Of the forces that produced this decline we have comparatively little knowledge. Fenollosa's account of the social conditions of the period throws some light upon the problem. "It was," he says, "a period of crisis in Tokugawa affairs. The cleavage between the aristocratic and the plebeian strata of Japanese life, which had become placidly conscious of itself in the days of Genroku, now threatened a moral, a social, if not a political disruption. The new factors of popular education—art, prints, illustrated books, the theatre, novels, contact with the Dutch at Nagasaki—all had stimulated the spirit of inquiry and of unrest which had penetrated back in investigation to the facts of the Shogun's usurpation; which wrote new, popular histories of the national life; which gave plays and novels a semi-political aim. This deeper wave of self-consciousness on the part of the people was met by the authorities with sterner repressions. The better elements that might have drifted into improving the popular standards in pleasure and art were driven out by a strict censorship. There was thus a sort of natural, or unnatural, selection which tended to isolate and give prominence to the coarser side of the popular feeling. If the issue were squarely made between Confucius and rank demoralization, there was little resource for the commoner but to choose the latter. Thus there arose a sort of alliance between the theatre and the houses of pleasure on the one hand, and the disaffected among the literary and political agitators upon the other. Men, great men who sowed the seeds of the revolution which ripened in 1868, had to flee for asylum, not to Buddhist temples, but to the labyrinths of the Yoshiwara, where, in the care of a romantic love lavished upon them by its then highly cultivated hetairæ, they could print and disperse, from their hidden presses, seditious tracts which set the heart of the nation on fire. It was not the ideals of a ripe self-consciousness, such as Kiyonaga had attempted; it was a struggle of living desires against outworn conventions and hopeless tyrannies. Hence, the two phases of a new Ukioye art—its pressure outward toward fuller scientific realisms, and its frank recreations in the vulgarities of its surroundings."

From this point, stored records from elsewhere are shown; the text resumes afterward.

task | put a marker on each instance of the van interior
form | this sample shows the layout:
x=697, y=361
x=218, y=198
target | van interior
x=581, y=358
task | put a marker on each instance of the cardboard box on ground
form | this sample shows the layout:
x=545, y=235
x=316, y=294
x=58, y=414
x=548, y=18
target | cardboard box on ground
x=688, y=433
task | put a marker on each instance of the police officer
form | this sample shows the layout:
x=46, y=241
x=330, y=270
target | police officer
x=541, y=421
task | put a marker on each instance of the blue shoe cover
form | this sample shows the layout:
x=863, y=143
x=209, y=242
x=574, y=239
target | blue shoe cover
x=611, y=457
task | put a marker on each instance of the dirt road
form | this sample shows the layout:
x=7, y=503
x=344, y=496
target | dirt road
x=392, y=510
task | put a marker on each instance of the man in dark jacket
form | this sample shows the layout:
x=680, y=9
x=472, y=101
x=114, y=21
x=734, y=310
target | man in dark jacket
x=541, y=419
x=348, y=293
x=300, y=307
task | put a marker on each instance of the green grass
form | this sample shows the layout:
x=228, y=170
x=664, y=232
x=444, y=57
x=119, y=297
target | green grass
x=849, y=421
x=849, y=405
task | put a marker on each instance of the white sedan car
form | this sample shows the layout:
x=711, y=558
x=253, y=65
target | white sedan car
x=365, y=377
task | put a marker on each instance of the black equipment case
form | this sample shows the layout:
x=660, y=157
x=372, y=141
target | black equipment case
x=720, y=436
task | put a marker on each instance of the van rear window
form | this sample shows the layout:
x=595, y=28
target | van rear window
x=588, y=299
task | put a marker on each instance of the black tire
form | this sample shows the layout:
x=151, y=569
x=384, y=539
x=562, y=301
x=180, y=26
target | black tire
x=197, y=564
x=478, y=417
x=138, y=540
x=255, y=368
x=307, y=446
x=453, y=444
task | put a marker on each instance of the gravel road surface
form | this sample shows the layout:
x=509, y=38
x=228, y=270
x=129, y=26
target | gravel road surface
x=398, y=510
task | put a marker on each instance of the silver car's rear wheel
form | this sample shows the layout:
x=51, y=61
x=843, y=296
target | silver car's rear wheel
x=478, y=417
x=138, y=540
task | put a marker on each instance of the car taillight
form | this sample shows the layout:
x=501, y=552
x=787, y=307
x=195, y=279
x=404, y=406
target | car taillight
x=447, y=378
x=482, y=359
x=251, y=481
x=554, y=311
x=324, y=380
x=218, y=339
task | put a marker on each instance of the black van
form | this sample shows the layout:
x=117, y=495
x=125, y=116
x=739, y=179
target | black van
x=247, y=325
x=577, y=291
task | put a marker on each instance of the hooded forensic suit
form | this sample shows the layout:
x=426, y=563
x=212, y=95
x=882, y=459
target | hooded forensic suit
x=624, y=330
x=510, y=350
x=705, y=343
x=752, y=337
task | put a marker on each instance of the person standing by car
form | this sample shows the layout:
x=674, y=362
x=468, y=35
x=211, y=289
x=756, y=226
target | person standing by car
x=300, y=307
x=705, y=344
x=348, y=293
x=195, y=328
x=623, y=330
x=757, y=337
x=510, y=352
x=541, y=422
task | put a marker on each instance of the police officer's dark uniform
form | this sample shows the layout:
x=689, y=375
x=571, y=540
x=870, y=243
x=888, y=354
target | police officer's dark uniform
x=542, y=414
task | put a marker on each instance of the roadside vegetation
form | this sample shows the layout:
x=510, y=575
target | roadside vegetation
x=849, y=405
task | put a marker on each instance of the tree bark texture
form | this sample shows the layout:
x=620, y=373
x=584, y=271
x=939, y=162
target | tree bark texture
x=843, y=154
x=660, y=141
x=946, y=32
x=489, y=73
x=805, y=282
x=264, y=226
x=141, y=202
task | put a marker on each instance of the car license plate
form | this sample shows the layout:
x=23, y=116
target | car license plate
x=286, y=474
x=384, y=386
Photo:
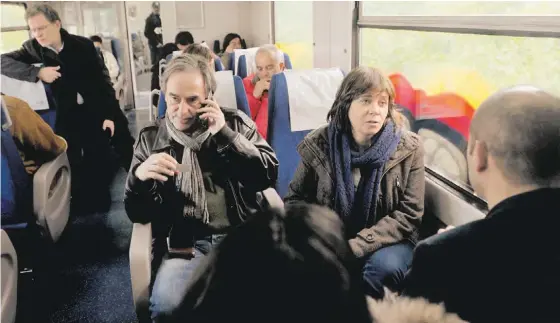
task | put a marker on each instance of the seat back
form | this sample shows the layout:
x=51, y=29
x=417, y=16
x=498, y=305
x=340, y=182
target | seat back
x=48, y=190
x=9, y=273
x=49, y=116
x=16, y=183
x=229, y=94
x=247, y=64
x=51, y=195
x=298, y=102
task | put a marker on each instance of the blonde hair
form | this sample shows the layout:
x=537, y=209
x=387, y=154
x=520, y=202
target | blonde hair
x=410, y=310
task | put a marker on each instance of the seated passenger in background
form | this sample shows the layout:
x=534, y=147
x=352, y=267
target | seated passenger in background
x=504, y=267
x=231, y=43
x=278, y=267
x=202, y=51
x=108, y=58
x=36, y=141
x=182, y=40
x=269, y=61
x=195, y=174
x=409, y=310
x=370, y=170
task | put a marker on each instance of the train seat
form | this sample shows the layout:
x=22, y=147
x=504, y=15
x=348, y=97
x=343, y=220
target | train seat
x=299, y=101
x=229, y=86
x=48, y=188
x=9, y=275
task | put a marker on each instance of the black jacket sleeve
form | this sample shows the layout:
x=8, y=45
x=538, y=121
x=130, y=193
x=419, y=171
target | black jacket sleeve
x=253, y=162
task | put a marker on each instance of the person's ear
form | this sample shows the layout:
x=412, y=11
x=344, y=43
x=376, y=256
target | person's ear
x=480, y=156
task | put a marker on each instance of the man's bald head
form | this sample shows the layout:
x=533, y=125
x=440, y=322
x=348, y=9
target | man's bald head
x=520, y=126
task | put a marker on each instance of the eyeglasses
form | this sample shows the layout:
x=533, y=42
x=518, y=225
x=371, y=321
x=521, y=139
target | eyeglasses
x=38, y=29
x=193, y=101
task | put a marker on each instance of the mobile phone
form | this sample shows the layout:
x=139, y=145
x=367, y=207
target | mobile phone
x=203, y=122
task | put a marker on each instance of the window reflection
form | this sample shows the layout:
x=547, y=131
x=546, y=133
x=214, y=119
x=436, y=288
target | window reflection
x=441, y=79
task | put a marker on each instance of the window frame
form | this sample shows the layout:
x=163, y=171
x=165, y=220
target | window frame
x=16, y=28
x=494, y=25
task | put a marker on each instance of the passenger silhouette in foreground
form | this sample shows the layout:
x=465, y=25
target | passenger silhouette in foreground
x=292, y=266
x=506, y=267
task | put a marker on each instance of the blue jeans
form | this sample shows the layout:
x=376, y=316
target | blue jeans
x=387, y=267
x=173, y=277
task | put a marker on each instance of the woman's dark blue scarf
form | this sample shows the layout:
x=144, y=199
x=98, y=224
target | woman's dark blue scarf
x=357, y=208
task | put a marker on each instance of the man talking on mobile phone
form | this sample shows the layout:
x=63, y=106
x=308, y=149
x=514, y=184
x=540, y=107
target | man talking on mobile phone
x=192, y=181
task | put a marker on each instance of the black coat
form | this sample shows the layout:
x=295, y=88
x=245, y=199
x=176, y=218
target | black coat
x=82, y=71
x=504, y=268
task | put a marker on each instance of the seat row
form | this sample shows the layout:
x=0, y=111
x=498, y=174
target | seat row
x=29, y=202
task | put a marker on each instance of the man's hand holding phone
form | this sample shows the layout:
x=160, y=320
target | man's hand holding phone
x=260, y=87
x=158, y=167
x=211, y=112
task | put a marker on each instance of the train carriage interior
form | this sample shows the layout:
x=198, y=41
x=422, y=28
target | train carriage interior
x=63, y=263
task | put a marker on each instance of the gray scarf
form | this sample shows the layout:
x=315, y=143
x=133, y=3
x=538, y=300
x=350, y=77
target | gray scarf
x=191, y=182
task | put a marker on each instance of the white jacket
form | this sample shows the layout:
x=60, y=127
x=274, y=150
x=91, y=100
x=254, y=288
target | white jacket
x=111, y=64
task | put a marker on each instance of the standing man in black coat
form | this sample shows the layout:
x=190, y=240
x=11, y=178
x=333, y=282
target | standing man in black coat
x=153, y=32
x=85, y=99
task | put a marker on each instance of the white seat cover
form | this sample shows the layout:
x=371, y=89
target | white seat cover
x=32, y=93
x=311, y=95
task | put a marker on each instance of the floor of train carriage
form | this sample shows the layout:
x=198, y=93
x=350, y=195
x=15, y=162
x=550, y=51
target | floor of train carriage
x=88, y=279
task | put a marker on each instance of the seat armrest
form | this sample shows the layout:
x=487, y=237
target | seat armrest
x=51, y=195
x=9, y=272
x=140, y=255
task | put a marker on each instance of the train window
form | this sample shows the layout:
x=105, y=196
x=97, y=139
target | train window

In addition to the restlessness growing out of such political conditions, we should remember that it is not the nature of the human race to be satisfied even with perfection for very long. Kiyonaga, with all his placid beauty, could not forever suffice men who felt themselves to be living as passionately "modern" lives as we do to-day. Change was required to keep them interested; and since the idealization of sound vitality could hardly be pushed farther than Kiyonaga had taken it, the obvious path for the artist lay in the direction of fantastic variations on the old theme and in the idealization of the erotic phantoms evoked by uneasy weariness. New refinements had to be introduced; new emotions had to be stirred; and the unending search for novelty led in due time to strained efforts, perverted mannerisms, and distorted outlooks upon life.